Análises iniciais sugerem que a iniciativa tem dado certo. Em 2007,
quando surgiu o Office of Neighborhood Safety (algo como "Escritório de
Segurança dos Bairros', ou ONS, na sigla em inglês), escritório ligado à
prefeitura que foi criado com o objetivo de combater a violência e do
qual o programa faz parte, Richmond registrou 47 homicídios.
"Desde então, a taxa de homicídios caiu 75%", comemora Boggan, que é diretor do ONS.
Diante do sucesso, outras cidades, como Oakland (Califórnia), Toledo
(Ohio) e a própria capital, Washington, se preparam para replicar o
programa.
MENTORES
Com 107 mil habitantes, Richmond já foi considerada a sexta cidade mais
violenta do país, de acordo com ranking divulgado em 2010 com dados do
FBI (Federal Bureau of Investigation, a polícia federal americana).
"Havia muita violência entre gangues.

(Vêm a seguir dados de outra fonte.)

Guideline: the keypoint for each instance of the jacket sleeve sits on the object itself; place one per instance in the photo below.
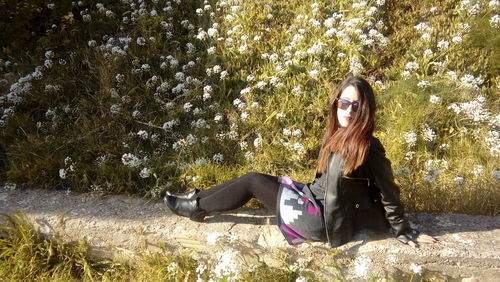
(381, 172)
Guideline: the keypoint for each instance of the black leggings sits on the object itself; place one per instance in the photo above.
(234, 193)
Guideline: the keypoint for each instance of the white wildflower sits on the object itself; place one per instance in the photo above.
(410, 138)
(187, 107)
(428, 133)
(131, 160)
(443, 45)
(143, 134)
(412, 66)
(257, 142)
(434, 99)
(145, 172)
(416, 268)
(423, 83)
(478, 169)
(362, 265)
(62, 173)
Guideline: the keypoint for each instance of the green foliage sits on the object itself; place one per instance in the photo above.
(124, 97)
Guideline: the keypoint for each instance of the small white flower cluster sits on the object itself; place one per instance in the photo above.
(410, 138)
(218, 158)
(432, 169)
(228, 266)
(69, 167)
(362, 266)
(402, 172)
(131, 160)
(495, 21)
(473, 110)
(493, 142)
(469, 81)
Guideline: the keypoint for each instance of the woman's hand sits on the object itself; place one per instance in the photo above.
(422, 239)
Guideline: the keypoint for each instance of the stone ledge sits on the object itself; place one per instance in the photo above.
(121, 226)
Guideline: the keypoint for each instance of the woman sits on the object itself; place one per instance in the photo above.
(353, 189)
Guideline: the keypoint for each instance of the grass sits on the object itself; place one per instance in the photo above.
(83, 85)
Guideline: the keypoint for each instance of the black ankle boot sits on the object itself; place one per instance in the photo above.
(187, 207)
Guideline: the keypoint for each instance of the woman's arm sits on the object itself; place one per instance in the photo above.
(381, 171)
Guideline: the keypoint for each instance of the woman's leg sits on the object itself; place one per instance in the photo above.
(236, 192)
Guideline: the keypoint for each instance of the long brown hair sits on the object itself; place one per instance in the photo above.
(352, 142)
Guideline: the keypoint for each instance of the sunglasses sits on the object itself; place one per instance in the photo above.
(344, 104)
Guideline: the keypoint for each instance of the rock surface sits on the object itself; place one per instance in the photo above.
(468, 247)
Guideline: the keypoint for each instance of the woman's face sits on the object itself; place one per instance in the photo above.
(344, 116)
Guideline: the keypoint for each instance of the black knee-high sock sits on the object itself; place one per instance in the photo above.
(236, 192)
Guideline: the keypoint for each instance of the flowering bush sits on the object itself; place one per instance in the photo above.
(144, 96)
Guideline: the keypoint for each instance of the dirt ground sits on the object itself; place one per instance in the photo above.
(468, 247)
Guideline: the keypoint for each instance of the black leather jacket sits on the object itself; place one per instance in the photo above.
(366, 198)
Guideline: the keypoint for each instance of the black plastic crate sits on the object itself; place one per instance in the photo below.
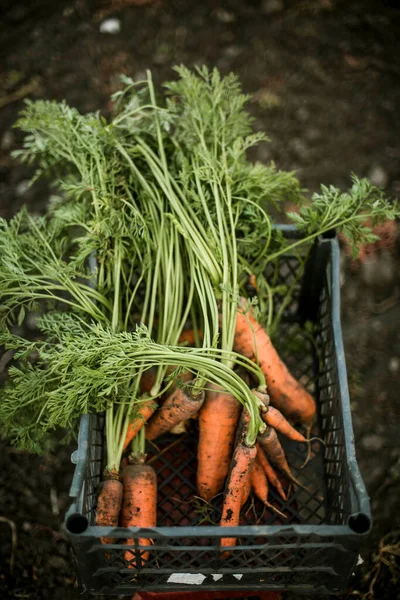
(315, 549)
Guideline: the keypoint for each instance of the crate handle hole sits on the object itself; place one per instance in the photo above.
(360, 523)
(77, 523)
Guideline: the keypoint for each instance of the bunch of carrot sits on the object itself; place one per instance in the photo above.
(166, 204)
(226, 461)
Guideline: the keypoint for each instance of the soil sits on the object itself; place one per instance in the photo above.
(325, 78)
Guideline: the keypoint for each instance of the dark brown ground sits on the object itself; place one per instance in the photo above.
(325, 75)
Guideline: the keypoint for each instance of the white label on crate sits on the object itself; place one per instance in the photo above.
(188, 578)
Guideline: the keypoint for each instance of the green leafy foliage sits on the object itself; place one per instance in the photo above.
(158, 218)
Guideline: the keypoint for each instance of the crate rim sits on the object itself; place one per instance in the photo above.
(359, 521)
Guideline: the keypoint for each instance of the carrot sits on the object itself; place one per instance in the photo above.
(218, 419)
(143, 412)
(246, 492)
(269, 472)
(109, 503)
(188, 336)
(259, 485)
(288, 395)
(242, 462)
(274, 418)
(139, 506)
(147, 380)
(179, 405)
(270, 443)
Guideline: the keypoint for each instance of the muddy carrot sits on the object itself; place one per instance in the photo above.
(287, 394)
(274, 418)
(147, 380)
(270, 473)
(259, 485)
(109, 503)
(218, 419)
(271, 445)
(144, 410)
(179, 405)
(188, 336)
(139, 506)
(242, 461)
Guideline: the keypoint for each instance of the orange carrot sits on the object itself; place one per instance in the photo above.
(274, 418)
(218, 419)
(188, 336)
(144, 410)
(109, 503)
(287, 394)
(259, 485)
(270, 473)
(271, 445)
(179, 405)
(241, 465)
(139, 506)
(246, 492)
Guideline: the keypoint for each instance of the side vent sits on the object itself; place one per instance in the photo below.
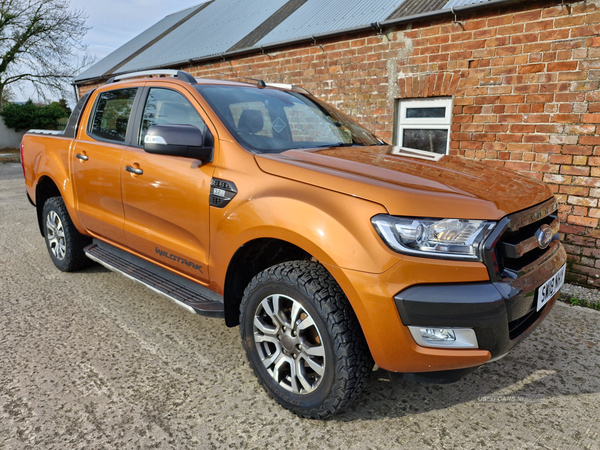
(221, 192)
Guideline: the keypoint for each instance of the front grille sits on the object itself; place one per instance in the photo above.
(517, 246)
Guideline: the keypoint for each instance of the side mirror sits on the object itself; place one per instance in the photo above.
(179, 140)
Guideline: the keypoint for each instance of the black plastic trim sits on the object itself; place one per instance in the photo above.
(221, 192)
(129, 132)
(75, 117)
(439, 377)
(199, 298)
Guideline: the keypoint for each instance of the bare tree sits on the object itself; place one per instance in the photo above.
(40, 42)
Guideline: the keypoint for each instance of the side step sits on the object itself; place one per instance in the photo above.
(185, 293)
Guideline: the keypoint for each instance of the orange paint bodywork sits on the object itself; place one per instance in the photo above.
(318, 200)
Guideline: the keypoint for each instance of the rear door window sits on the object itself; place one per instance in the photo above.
(164, 107)
(112, 114)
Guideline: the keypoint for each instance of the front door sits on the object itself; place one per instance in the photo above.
(166, 205)
(96, 164)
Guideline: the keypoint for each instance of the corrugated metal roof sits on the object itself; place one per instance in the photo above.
(412, 7)
(223, 26)
(138, 42)
(212, 31)
(457, 3)
(322, 16)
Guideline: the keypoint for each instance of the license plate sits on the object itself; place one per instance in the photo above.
(547, 290)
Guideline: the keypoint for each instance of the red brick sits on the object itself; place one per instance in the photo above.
(590, 118)
(532, 68)
(562, 66)
(589, 140)
(565, 118)
(577, 150)
(584, 222)
(575, 170)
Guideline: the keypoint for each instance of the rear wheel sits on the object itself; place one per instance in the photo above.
(65, 244)
(303, 340)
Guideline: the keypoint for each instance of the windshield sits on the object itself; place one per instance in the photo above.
(272, 121)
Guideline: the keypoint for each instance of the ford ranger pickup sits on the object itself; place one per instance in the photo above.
(332, 251)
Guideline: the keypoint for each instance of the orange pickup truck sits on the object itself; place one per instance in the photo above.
(332, 250)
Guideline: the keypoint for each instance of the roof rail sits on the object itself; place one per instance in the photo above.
(183, 76)
(290, 87)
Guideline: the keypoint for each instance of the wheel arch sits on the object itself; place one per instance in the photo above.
(249, 260)
(45, 188)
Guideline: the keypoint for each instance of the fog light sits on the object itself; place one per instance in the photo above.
(444, 337)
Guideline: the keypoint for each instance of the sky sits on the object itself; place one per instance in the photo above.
(114, 22)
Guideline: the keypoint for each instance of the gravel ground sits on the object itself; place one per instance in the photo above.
(91, 360)
(588, 295)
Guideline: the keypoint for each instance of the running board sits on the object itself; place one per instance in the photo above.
(185, 293)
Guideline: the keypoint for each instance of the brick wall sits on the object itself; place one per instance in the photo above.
(524, 79)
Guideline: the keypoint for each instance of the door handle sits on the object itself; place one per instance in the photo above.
(134, 170)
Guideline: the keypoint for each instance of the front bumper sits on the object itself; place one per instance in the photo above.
(438, 293)
(501, 313)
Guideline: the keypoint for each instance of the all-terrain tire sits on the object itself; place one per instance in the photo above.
(303, 339)
(65, 244)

Em 2009, foram registrados 45
assassinatos e mais de 180 pessoas feridas por arma de fogo", lembra
Boggan.
"Em reuniões com a polícia, ouvi que 70% desses crimes eram causados por
apenas cerca de 20 jovens. E eles não estavam na cadeia. Então
decidimos encontrá-los e engajá-los", relata.
Para desempenhar essa tarefa, o ONS conta com uma equipe de mentores,
eles próprios com um passado de crimes e passagens pela prisão, que
circulam pelas comunidades com alto índice de violência e ganham a
confiança desses jovens.
O programa tem o apoio da polícia, mas funciona de forma independente.
São os mentores que escolhem os participantes, e eles não compartilham
informações com as autoridades policiais.
"Nem todos concordam, mas os comandantes da polícia entendem a
importância da nossa credibilidade com os jovens criminosos, de não
sermos vistos como informantes", ressalta Boggan.
CUSTOS
Além dos mentores, o programa conta com uma equipe que inclui
psicólogos, especialistas em resolução de conflitos, em abuso de
substâncias e em aconselhamento profissional, entre outros.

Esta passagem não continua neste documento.